Pour ceux qui restent, et dont les enfants nés sur place peuvent devenir français, selon la loi de 1889, leur sortie de l’engagisme dépend de leur moralité et de leur capacité à subvenir à leurs besoins… Si un certain nombre d’Indiens profitent du morcellement des grandes propriétés et acquièrent des terres à leur tour, la majorité des engagés continue à travailler comme ouvriers agricoles ou comme colons partiaires dans un cadre de vie misérable jusqu’au milieu du XXe siècle.
L’engagisme n’est pas l’esclavage : la loi Taubira du 10 mai 2001, dit que seule la traite négrière, dans les océans Atlantique et Indien et la mise en esclavage dans ces espaces des « populations africaines amérindiennes, malgaches et indiennes », est un crime contre l’humanité.

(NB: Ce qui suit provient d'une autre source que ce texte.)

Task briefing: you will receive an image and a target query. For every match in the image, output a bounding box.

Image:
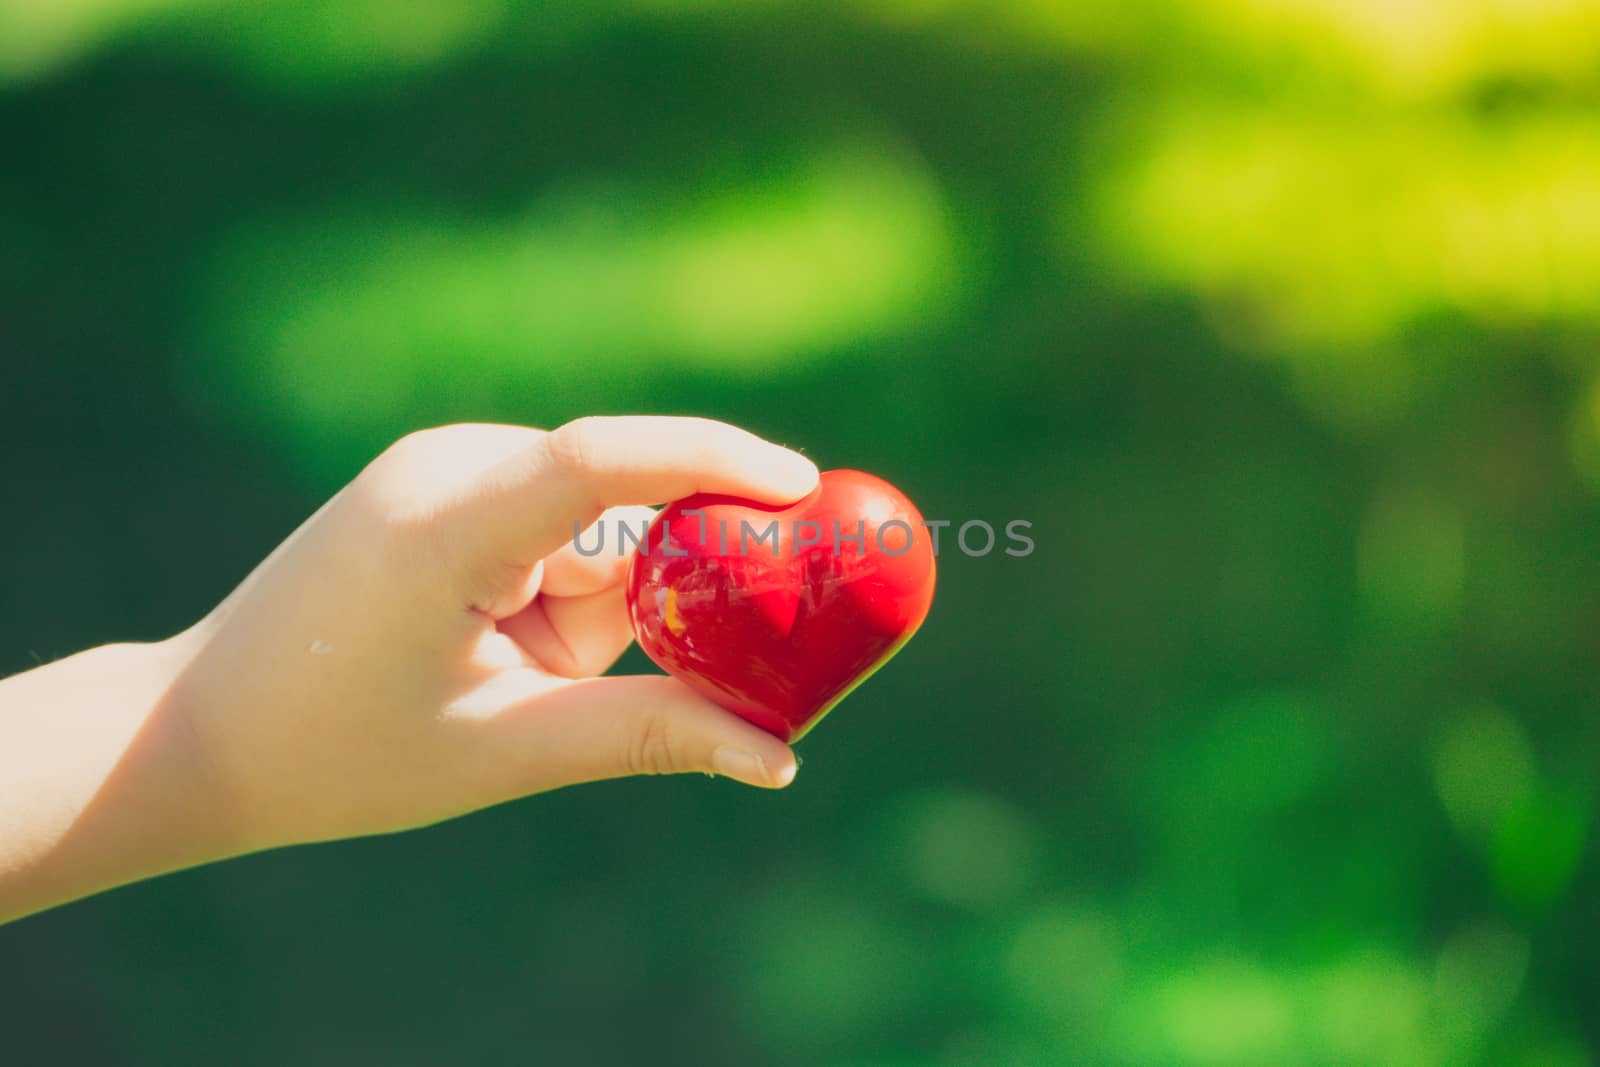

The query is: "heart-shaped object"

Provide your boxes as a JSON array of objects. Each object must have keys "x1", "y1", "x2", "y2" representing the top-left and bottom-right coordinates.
[{"x1": 626, "y1": 469, "x2": 937, "y2": 743}]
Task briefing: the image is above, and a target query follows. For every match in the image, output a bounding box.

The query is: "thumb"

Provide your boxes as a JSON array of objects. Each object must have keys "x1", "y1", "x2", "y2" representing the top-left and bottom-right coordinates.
[{"x1": 490, "y1": 674, "x2": 799, "y2": 791}]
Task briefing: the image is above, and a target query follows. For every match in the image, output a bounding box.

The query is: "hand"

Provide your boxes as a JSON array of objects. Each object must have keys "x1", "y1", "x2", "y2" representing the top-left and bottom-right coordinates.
[{"x1": 170, "y1": 417, "x2": 816, "y2": 851}]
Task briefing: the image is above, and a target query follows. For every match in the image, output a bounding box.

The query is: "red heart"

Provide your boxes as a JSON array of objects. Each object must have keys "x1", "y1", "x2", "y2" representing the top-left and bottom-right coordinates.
[{"x1": 626, "y1": 469, "x2": 937, "y2": 743}]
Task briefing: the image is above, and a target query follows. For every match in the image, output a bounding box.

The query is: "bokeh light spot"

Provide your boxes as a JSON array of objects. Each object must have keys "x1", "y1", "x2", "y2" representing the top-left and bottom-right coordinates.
[
  {"x1": 1133, "y1": 959, "x2": 1296, "y2": 1065},
  {"x1": 1490, "y1": 785, "x2": 1588, "y2": 909},
  {"x1": 1094, "y1": 109, "x2": 1600, "y2": 351},
  {"x1": 885, "y1": 787, "x2": 1039, "y2": 911},
  {"x1": 0, "y1": 0, "x2": 195, "y2": 80},
  {"x1": 190, "y1": 145, "x2": 961, "y2": 483},
  {"x1": 1003, "y1": 901, "x2": 1125, "y2": 1019},
  {"x1": 1431, "y1": 706, "x2": 1536, "y2": 840},
  {"x1": 1358, "y1": 486, "x2": 1465, "y2": 630},
  {"x1": 1305, "y1": 950, "x2": 1433, "y2": 1064},
  {"x1": 737, "y1": 878, "x2": 923, "y2": 1049},
  {"x1": 1148, "y1": 691, "x2": 1332, "y2": 838},
  {"x1": 1433, "y1": 919, "x2": 1530, "y2": 1044}
]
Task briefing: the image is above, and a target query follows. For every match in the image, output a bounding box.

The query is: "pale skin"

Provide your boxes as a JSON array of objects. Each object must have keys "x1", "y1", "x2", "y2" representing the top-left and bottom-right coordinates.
[{"x1": 0, "y1": 417, "x2": 814, "y2": 924}]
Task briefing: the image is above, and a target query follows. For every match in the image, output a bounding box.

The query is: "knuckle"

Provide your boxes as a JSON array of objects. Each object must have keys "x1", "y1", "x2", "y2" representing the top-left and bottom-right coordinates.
[
  {"x1": 628, "y1": 710, "x2": 678, "y2": 777},
  {"x1": 358, "y1": 427, "x2": 456, "y2": 511},
  {"x1": 546, "y1": 417, "x2": 604, "y2": 474},
  {"x1": 356, "y1": 439, "x2": 444, "y2": 522},
  {"x1": 686, "y1": 417, "x2": 737, "y2": 452},
  {"x1": 376, "y1": 424, "x2": 453, "y2": 468},
  {"x1": 350, "y1": 429, "x2": 467, "y2": 563},
  {"x1": 684, "y1": 415, "x2": 731, "y2": 434}
]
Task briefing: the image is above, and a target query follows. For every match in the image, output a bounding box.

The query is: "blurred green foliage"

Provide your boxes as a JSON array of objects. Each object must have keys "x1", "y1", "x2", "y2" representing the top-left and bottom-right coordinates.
[{"x1": 3, "y1": 1, "x2": 1599, "y2": 1064}]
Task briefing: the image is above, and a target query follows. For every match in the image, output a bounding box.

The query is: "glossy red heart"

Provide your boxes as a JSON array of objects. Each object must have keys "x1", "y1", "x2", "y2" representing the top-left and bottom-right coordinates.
[{"x1": 625, "y1": 469, "x2": 936, "y2": 743}]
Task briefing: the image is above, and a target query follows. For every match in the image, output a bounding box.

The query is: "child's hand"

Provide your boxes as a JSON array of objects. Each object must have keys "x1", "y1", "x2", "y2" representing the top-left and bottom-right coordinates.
[{"x1": 170, "y1": 417, "x2": 816, "y2": 851}]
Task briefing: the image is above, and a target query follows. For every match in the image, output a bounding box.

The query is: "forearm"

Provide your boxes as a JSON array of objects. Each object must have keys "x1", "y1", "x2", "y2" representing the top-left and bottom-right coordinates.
[{"x1": 0, "y1": 637, "x2": 238, "y2": 924}]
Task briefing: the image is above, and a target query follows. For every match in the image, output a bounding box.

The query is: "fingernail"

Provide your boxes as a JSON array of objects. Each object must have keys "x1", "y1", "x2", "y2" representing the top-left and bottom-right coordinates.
[
  {"x1": 713, "y1": 746, "x2": 776, "y2": 788},
  {"x1": 772, "y1": 756, "x2": 798, "y2": 787}
]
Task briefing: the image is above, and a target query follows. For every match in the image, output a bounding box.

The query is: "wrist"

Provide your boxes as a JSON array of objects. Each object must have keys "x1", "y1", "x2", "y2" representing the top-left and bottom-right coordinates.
[
  {"x1": 0, "y1": 633, "x2": 251, "y2": 921},
  {"x1": 151, "y1": 626, "x2": 257, "y2": 859}
]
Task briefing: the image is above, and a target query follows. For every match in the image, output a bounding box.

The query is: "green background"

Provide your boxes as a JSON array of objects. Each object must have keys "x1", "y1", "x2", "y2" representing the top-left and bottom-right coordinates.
[{"x1": 3, "y1": 1, "x2": 1598, "y2": 1063}]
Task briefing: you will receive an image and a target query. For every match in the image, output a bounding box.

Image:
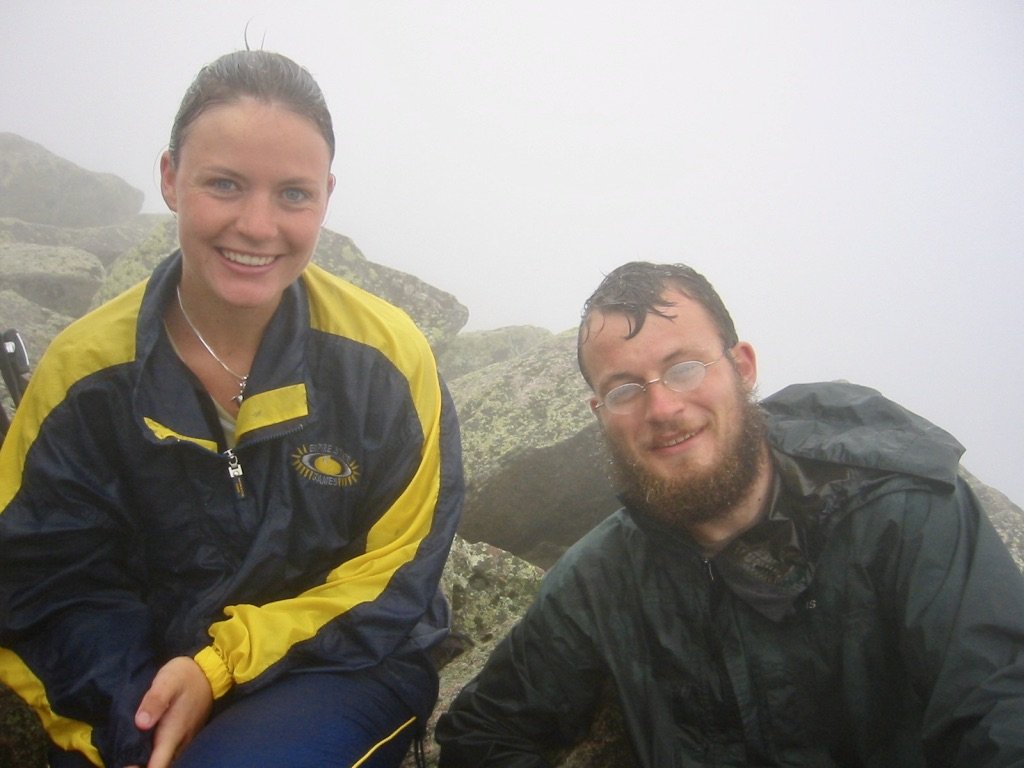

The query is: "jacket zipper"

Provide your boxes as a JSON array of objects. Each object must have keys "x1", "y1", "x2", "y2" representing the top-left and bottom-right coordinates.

Mais, elle aborde dans son article 4 les conditions de l’engagisme, à savoir que le jour férié mis en place commémore l’abolition de l’esclavage mais aussi «la fin de tous les contrats d’engagement souscrits à la suite de cette abolition ». Personne aujourd’hui n’associe le 10 mai, au plan national, ou le 20 décembre, au plan local, à la fin de l’engagement sous contrat.